Survivor…The Process of Surviving From Another Person’s Point Of View

being a survivor

The process of surviving from another person’s point of view.  So many points of view swimming around in my mind, conjured from glances and phrases both real and imagined.  These points of view are so loud and so useless, sometimes running my thoughts in circles.

I come from a line of farmers who worked themselves into the dirt, day after day.  They survived off each other and off of the land.  My mother lived a similar life of constant tasks and chores, never resting.  I do not know where I fit in this sea of dirt and movement.  Sometimes I feel stuck in the everyday tasks of developing a routine, even leaving the house.

And these other points of view, they yell and point fingers from inside my own head.  They call names, shout words, and lend the shoulds to that word “survivor.”

Each should circles and bubbles and mutates into a point of view of its own, as the day goes on, and the shadows lengthen.

“Listen to the mustn’ts child, Listen to the don’ts.  Listen to the shouldn’ts, the impossibles, the won’ts.  Listen to the never haves, then listen close to me.  Anything can happen child, anything can be.” – Shel Silverstein

My 17 year old self knew how to make it happen.  How to be afraid of failure but do it all anyway.  She knew to tape that poem on the ceiling right above her head.  She knew how to jump into the cold water of the deep end, day after day, and chase the things that she wanted, finding freedom from those shoulds in the struggle.

The shoulds of surviving, the shoulds of being here and alive and well.  The shoulds of anxiety and fear and wholeness and health.  The shoulds of the points of view circling around my mind.  I do not yet feel freedom in the struggle.  Maybe tonight, I’ll lay my head down, think of that poem, and start over in the morning.

How would you respond to the writing prompt, “sur.vi.vor – the process of surviving from another person’s point of view. – to beat the odds, one with great courage, a true inspiration.” ?

This writing comes directly from one of our participants in our Unspoken Ink Creative Writing Group for young adult cancer survivors.  The participants met for 2 hours each week, for 10 weeks during our Spring 2016 session.  This writing has not been edited since its original creation, showing the wonderfully raw and powerful prose coming from the courageous writing group participants each week.  Our Fall 2016 session is already full but if you’d like to sign up for future sessions, please email info@lacunaloft.org.

Dear Body

young adult cancer writing group

Dear Body,

Really any body but mine.  I seek the refuge of a body with many characteristics, some of them I used to call my own.

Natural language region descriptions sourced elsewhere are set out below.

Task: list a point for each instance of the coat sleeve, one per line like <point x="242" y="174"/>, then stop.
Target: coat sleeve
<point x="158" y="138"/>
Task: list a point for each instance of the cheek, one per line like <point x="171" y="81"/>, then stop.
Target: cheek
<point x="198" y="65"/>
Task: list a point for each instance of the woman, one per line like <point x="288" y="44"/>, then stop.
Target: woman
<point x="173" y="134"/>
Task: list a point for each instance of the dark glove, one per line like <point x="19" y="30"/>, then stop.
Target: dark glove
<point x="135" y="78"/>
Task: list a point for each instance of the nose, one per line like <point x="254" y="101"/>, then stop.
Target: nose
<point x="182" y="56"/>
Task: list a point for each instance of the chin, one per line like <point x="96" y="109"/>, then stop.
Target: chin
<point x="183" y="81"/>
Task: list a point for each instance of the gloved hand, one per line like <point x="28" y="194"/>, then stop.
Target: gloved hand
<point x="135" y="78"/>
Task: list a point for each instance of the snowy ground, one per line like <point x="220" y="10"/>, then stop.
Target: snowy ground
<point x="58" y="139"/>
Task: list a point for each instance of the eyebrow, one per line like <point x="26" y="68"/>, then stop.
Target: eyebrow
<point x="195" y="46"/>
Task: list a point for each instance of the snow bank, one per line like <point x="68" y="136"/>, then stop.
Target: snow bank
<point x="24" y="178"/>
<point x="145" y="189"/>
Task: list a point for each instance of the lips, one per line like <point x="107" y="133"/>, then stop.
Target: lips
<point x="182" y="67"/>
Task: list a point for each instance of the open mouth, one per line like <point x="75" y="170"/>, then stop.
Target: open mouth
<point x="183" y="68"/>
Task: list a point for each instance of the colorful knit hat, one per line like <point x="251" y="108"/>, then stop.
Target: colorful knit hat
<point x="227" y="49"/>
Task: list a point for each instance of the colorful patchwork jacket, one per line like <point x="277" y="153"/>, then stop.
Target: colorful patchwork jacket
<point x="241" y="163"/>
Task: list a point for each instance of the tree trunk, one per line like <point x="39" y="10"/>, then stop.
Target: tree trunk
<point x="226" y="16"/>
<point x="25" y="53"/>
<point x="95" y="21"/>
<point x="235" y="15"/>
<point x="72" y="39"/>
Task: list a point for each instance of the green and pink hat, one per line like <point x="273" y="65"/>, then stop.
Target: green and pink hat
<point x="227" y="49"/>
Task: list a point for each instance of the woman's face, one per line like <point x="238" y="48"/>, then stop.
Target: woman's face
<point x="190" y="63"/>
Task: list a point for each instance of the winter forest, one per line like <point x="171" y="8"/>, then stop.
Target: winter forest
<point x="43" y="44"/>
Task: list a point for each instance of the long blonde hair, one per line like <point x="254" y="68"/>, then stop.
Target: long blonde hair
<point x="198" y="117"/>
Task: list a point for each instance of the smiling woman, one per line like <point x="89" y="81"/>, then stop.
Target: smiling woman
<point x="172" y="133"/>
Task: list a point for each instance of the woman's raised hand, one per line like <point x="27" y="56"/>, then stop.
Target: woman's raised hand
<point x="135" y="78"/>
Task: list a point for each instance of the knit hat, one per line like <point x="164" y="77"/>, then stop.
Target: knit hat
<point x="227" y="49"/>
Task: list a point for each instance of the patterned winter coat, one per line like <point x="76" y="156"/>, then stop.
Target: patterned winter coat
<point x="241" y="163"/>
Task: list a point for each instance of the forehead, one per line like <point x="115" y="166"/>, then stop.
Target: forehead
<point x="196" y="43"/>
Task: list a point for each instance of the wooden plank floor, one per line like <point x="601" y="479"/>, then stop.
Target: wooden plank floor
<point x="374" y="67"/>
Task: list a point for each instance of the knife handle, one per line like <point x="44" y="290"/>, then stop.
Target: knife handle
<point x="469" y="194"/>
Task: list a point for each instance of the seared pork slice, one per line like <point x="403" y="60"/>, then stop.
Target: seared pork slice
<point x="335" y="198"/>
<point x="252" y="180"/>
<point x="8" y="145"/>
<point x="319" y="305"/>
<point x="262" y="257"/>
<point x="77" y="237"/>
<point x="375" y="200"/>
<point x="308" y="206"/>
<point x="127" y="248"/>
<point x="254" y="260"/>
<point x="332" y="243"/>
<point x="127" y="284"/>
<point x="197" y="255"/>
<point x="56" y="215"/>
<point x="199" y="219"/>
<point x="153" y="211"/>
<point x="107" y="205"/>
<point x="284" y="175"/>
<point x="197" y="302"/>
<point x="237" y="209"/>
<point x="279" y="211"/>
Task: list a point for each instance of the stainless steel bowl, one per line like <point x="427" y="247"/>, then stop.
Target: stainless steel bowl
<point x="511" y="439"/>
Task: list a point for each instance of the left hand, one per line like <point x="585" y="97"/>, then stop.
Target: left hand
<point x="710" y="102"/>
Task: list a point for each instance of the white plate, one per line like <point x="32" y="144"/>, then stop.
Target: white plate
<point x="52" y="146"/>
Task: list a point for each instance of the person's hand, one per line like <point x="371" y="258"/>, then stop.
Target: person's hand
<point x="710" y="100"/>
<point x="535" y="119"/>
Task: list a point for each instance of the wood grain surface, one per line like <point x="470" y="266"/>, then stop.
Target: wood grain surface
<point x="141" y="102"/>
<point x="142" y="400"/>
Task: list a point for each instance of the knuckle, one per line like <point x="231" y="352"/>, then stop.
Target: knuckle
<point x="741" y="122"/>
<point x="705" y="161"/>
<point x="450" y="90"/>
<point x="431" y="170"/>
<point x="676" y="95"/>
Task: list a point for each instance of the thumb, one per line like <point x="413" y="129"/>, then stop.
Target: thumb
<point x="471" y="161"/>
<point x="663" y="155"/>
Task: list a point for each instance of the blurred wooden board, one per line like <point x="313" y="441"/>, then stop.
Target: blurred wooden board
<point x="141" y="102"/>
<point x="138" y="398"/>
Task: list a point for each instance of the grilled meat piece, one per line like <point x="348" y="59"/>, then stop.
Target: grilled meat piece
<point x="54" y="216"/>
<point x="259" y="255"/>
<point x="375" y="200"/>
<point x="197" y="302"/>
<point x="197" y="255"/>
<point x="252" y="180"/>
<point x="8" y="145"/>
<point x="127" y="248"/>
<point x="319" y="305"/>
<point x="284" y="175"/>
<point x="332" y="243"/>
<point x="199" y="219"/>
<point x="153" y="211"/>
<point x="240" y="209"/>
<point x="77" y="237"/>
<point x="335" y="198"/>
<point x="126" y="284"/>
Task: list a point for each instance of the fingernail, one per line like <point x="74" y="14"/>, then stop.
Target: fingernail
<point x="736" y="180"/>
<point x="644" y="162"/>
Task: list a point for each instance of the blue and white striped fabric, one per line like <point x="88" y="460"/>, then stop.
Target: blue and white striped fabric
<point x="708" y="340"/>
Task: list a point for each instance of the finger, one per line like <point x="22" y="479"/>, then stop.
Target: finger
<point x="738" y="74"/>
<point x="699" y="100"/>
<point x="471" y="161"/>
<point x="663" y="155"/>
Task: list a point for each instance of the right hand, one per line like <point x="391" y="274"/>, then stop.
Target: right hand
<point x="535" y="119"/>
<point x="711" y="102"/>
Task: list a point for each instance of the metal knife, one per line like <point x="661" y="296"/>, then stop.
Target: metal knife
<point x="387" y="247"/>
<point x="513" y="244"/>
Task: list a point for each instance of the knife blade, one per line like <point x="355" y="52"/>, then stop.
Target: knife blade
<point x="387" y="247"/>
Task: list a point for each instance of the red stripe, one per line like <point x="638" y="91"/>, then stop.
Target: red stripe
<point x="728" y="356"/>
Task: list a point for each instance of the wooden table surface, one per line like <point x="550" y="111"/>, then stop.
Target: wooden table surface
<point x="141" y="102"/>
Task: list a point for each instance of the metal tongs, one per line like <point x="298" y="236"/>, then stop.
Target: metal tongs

I seek a body that doesn’t become ill at the slightest ounce of oncoming stress.  One whose sinuses don’t revolt just because I’ve worked a 50 hour week.

I seek a body that doesn’t tire so completely at 9 pm.  One, in fact, that could imagine venturing out past dark for some night time excursion or an evening of dancing.

I seek a body that requires only moderate control over the safety of its surroundings.  By safety, I do not mean dimly lit alleys.  Instead, I mean the notion of needing absolutely control over every boundary of a home.  If the body applying experiences anxiety over shoes left on or lights left off or whether the oven might burn the house down even though it hasn’t been turned on all weekend…please do not inquire further.

I seek a body ready for last minute adventures and sarcastic comments, a body not easily bruised, or weathered, or worn.

Dear Body…like I said, really any body but mine.  Please inquire further if you can sleep less than 7 hours and still leap from bed chipper and awake.  Dear Body, please inquire further if the circles under your eyes have not been painted on by chemo and stress.

…Sure, the body I have now works.  It moves and bends and runs about.  It just has such strict hours of operation and the worst tolerance for emotional discomfort without crying fatigue and melting all over the place.

Dear Body, really any body but mine…

 

How would you respond to the writing prompt, “Dear Body,…” ?

This writing comes directly from one of our participants in our Unspoken Ink Creative Writing Group for young adult cancer survivors.  The participants met for 2 hours each week, for 10 weeks during our Spring 2016 session.  This writing has not been edited since its original creation, showing the wonderfully raw and powerful prose coming from the courageous writing group participants each week.